By Simon Miraudo
March 22, 2013
Alex Gibney isn't casting the first stone at the Vatican with his documentary Mea Maxima Culpa: Silence in the House of God. But, God willing, it will be the most effective in shattering their narrative of blissful ignorance. For decades, the Church has seemed to employ the 'three monkeys' approach to child molestation charges, turning a blind eye to the atrocities being committed by men of the cloth. Gibney's doco claims they went one further, spending more than two billion dollars over the decades to hush up victims that dared to stain the legacy of Catholicism. In the same way his masterful, Oscar winning Taxi to the Dark Side struck a decisive blow against America's policy of "enhanced interrogation" techniques, MMC: SITHOG - and the actions of its subjects - will hopefully inspire real change. At the very least, it waves the white smoke out of our eyes.
It begins at St. John's School for the Deaf in Milwaukee, where young children (often those unable to communicate with their parents) were sexually assaulted by the nefarious Father Lawrence Murphy throughout the 1950s, 60s, and 70s. When his victims come of age, they lodge a series of complaints; none of which are particularly successful in making their oppressor pay for his sins. Gibney follows the paper trail, leading him right to the desk of one Cardinal Joseph Ratzinger, who spent several years prior to being proclaimed Pope Benedict XVI overseeing every allegation of rape and abuse lobbed at a member of the priesthood. Gibney finds numerous critics of the Church willing to defend Ratzinger, noting the centuries-old 'Canon Law' as being an impossible obstacle to overcome for even the most righteous of holy men (which is a pretty poor defence, if you ask me). He is not, however, the only Pope linked to the protection of paedophiles; the beloved John Paul II is revealed to have requested one unsavoury pal of his be spared from scrutiny.
Four of Murphy's former students are interviewed throughout the picture, sat in front of a velvet curtain that suggests both ritual and secrecy. They communicate via sign language, and though talented actors John Slattery, Chris Cooper, Ethan Hawke, and Jamey Sheridan bring their words to life in tender voice-over, their impassioned hand gestures speak volumes. It's an affecting marriage of sound and vision. Slightly less successful is Gibney's re-enactments, showing Murphy stalking the boys like prey. Undeniably foreboding and beautifully shot by Lisa Rinzler, when combined with Ivor Guest's haunting score, it brings to mind a monster movie.
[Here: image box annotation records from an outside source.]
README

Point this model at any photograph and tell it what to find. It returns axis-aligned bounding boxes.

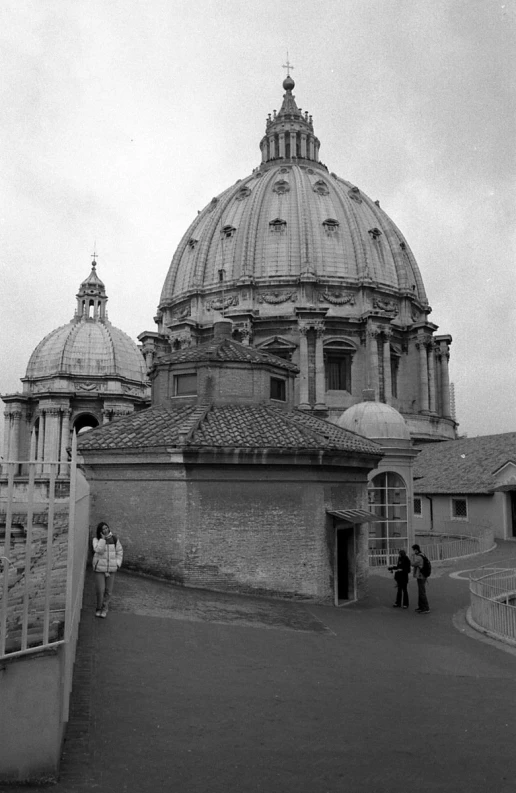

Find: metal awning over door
[326,509,385,524]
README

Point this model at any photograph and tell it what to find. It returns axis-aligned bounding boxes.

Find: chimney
[213,319,233,341]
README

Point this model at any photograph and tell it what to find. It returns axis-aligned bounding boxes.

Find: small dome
[337,401,410,441]
[26,319,147,383]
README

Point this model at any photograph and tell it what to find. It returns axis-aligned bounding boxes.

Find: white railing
[369,528,494,567]
[0,434,88,660]
[469,568,516,644]
[416,528,494,562]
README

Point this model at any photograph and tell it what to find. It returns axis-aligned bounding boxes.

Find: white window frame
[450,496,469,523]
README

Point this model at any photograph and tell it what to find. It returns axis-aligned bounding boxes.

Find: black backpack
[420,553,432,578]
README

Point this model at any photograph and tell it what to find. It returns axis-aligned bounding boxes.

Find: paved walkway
[6,543,516,793]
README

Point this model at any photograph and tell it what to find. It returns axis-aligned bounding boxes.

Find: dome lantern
[260,75,320,163]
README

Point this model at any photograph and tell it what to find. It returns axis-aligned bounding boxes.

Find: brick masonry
[83,454,367,601]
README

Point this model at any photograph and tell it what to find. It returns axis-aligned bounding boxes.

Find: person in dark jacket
[93,521,124,619]
[389,549,410,609]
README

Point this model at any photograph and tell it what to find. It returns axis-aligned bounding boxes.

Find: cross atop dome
[75,253,107,320]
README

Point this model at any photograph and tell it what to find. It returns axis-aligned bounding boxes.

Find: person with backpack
[93,521,124,619]
[412,545,432,614]
[388,548,410,609]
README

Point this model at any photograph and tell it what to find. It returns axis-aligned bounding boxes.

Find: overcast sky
[0,0,516,436]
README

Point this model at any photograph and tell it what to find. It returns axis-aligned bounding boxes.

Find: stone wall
[86,463,368,601]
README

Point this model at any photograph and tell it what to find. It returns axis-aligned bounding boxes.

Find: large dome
[139,76,455,440]
[25,317,146,383]
[160,162,427,308]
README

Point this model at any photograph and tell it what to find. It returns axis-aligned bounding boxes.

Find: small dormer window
[323,218,340,235]
[308,179,330,195]
[235,186,251,201]
[272,179,290,195]
[269,218,287,234]
[221,226,236,239]
[271,377,286,402]
[174,372,197,396]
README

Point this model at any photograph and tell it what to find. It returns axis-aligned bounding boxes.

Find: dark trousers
[95,572,115,611]
[396,575,408,606]
[416,578,430,611]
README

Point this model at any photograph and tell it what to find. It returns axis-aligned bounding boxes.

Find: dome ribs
[332,177,370,283]
[295,169,316,275]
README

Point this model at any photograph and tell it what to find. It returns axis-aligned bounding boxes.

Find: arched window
[73,413,99,435]
[368,471,408,564]
[324,341,355,394]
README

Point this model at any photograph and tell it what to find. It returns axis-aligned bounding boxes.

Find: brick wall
[87,454,367,601]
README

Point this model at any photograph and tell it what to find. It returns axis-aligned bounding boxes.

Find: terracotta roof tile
[414,432,516,493]
[158,338,299,372]
[78,405,381,454]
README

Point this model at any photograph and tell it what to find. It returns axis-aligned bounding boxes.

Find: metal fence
[469,567,516,645]
[0,435,89,675]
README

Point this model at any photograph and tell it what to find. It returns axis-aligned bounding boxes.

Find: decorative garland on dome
[258,292,297,305]
[206,295,238,311]
[319,291,355,306]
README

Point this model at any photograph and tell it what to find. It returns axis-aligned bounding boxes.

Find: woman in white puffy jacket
[93,521,124,619]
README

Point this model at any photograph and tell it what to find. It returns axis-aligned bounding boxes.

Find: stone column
[43,407,59,473]
[440,342,452,419]
[3,410,11,462]
[366,327,380,399]
[36,408,46,474]
[427,341,437,413]
[383,329,392,405]
[416,336,428,413]
[9,410,21,462]
[313,322,326,410]
[59,408,70,476]
[298,322,310,410]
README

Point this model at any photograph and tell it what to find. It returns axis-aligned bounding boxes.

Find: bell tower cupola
[75,258,108,322]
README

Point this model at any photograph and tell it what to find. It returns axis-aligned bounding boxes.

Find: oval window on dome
[220,226,236,239]
[323,218,340,236]
[313,179,330,195]
[272,179,290,195]
[269,218,287,234]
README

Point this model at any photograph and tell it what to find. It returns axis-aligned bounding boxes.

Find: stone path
[1,543,516,793]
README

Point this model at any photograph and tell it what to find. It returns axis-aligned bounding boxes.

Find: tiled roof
[158,338,299,372]
[414,432,516,493]
[78,405,381,455]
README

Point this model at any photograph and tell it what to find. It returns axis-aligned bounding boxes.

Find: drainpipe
[425,496,434,531]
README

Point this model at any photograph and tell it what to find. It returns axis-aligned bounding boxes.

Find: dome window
[368,227,382,240]
[269,218,287,234]
[348,187,362,204]
[313,179,330,195]
[236,187,251,201]
[272,179,290,195]
[323,218,340,236]
[221,226,236,239]
[324,341,355,394]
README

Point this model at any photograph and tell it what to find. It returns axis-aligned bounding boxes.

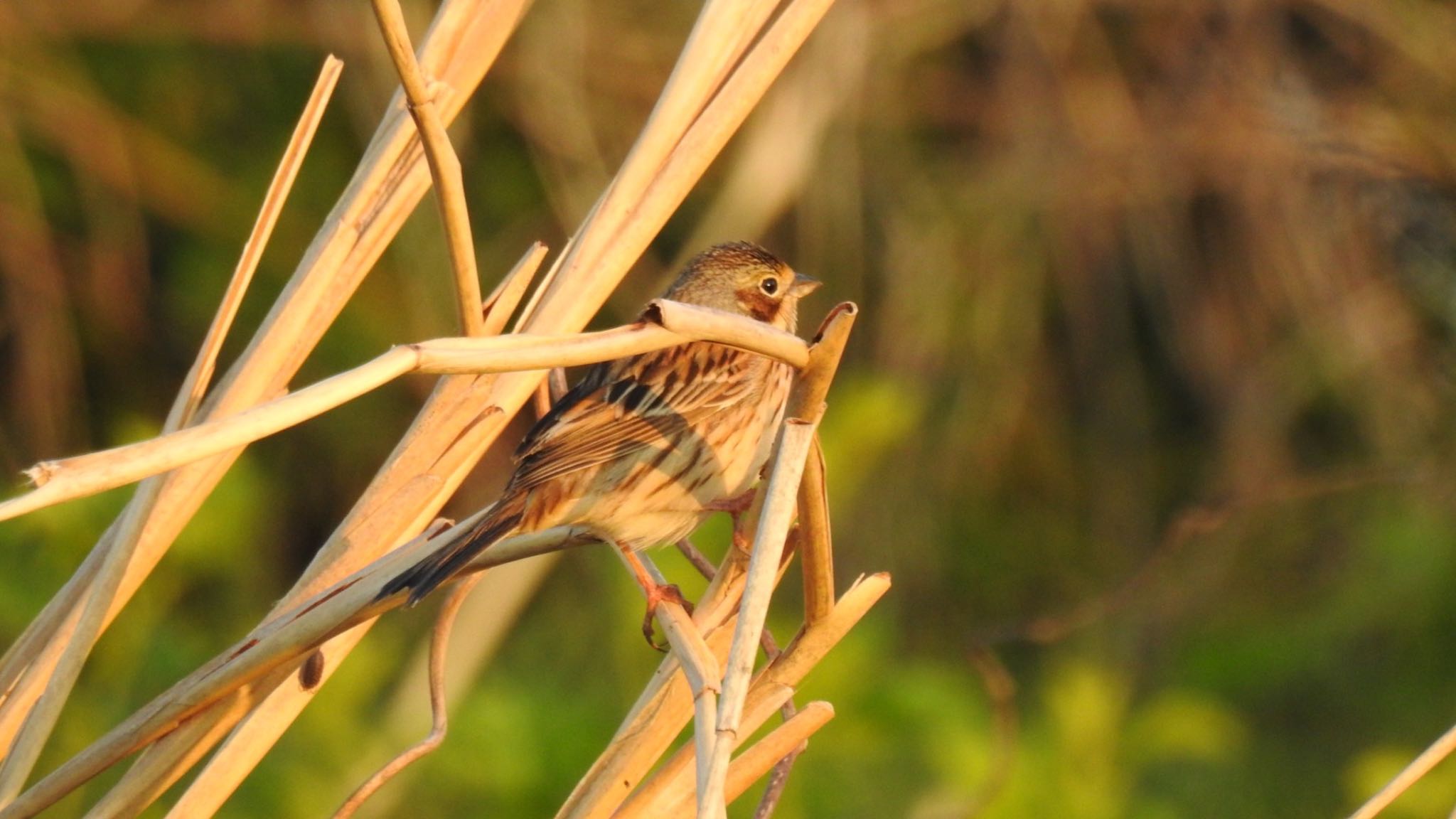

Yes, this is a monster movie. But there's making a point and then there's making a point.
The film is, elsewhere, thoughtful and well-argued. As an essay, it's a compelling and convincing evisceration of the Church's methods; one that never takes cheap shots at the faith itself. As Joseph Ratzinger hands over the big hat to Jorge Bergoglio and retires to a nunnery inside Vatican City, we have to consider what that changing of the guard means in the wake of this information. Is the Church merely hiding their guilt in a cloud of ceremonial fumata bianca? Or, does it herald a new age, wherein Pope Francis will take decisive action against the criminals in his midst? We can only pray.
Mea Maxima Culpa: Silence in the House of God is now showing in select cinemas.